Джек отпил глоток виски.
– Гениальный ход. Оставить все ребенку, которого она отдала на усыновление. Вместо того чтобы самой разыскать своего отпрыска, все взвалила на меня. Теперь я должен его искать.
– С чисто технической точки зрения ты ничего не должен. И если этого ребенка никто не найдет, полтора миллиона твои.
– В том-то и проблема.
– Что-то я тебя не понимаю.
– Эти деньги получены обманным путем. Если мне удастся найти ребенка, я передам ему полтора миллиона долларов, заведомо зная, что деньги эти грязные. А если не стану его искать, меня обвинят в том, что я лишил законного наследства собственную плоть и кровь.
– Кто будет обвинять?
– Да все.
– Все? Или ты сам?
– Что ты хочешь этим сказать?
– Просто пытаюсь думать и рассуждать как Джесси. Возможно, у нее была иная цель. Не отдавать деньги в руки ребенка, от которого отказалась, а сделать все, чтобы ты чувствовал себя виноватым.
– Выходит, она давным-давно замыслила эту месть?
– Выходит так. Но кто знает, что творилось у нее в голове?
Джек отпил еще один большой глоток.
– Кажется, я знаю.
– Не хочешь поделиться?
Джек посмотрел в зеркало, висевшее над стойкой бара, и заговорил с отражением Майка:
– Дело в том, что у Джесси не могло быть детей.
– А этот чей?
– Я имею в виду после родов. Я вел дело в суде и видел ее медицинскую карту. Она страдала ВИМО.
– Что?
– Воспалительной инфекцией маточной области. Джесси вылечили, но осложнения… Такие женщины не могут иметь детей.
– И как она ее подхватила, эту инфекцию?
– А ты как думаешь?
Майк кивнул с таким видом, точно ему все сразу стало ясно.
– Вы с ней расстались, и она понимает, что беременна. Приходит к тебе и говорит, что не прочь начать все с начала. А ты к тому времени уже успел познакомиться с Синди Пейдж, вот почему Джесси не говорит о ребенке. Она не хочет, чтобы ты вернулся к ней по принуждению – из-за ребенка.
Джек допил остатки виски и оглядел тонущий в дыму зал.
– Она рожает ребенка, отдает мальчика на усыновление, от какого-то мужчины цепляет инфекцию. В результате: единственного ребенка отдала, других детей не предвидится. Безвыходная ситуация.
Они обменялись взглядами, затем, точно сговорившись, устремили взоры на экран телевизора с приглушенным звуком.
– Эй, Джек, – сказал Майк.
– Да?
– Кажется, я наконец понял, почему Джесси попросила тебя быть ее адвокатом.
Джек поболтал кубиками льда в пустом стакане и ответил:
– Да. Я тоже.
39
Катрина с Владимиром вошли в ресторан «Бурый медведь» в половине седьмого. Они прошли в дальний конец зала и присоединились к Тео, занявшему отдельную кабинку.
Катрина представила мужчин друг другу, все уселись на обитые кожей сиденья: Катрина – рядом с боссом, Тео – напротив.
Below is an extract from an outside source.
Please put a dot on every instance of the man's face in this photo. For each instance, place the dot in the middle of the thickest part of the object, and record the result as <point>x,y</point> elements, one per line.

«Бурый медведь» находился в восточном Голливуде, неподалеку от бульвара Халландейл-Бич. В большинстве своем обитатели этого района были выходцами из стран Восточной Европы. На газетном лотке у входа продавалась не какая-нибудь там «Майами геральд», а «Экзайл»,[23] газета из Москвы, выходящая раз в неделю. Над кассовым аппаратом красовалась фотография Иосифа Кобзона с автографом. Эстрадный певец, известный в СССР проникновенным исполнением патриотических песен, был любимцем покойного лидера Советов Леонида Брежнева. И за столиками здесь куда чаще звучал русский или словацкий, нежели английский и испанский. Обстановка царила почти семейная, еда стоила недорого. Подавали огромные порции барашка на вертеле, свиные отбивные и бефстроганов. Икра и водка стоили много дороже. По выходным играл джаз-банд из трех человек, и еще гостей развлекала певица с пышными формами. Столики следовало заказывать заранее, исключение делалось лишь для немногих, к примеру таких, как Владимир.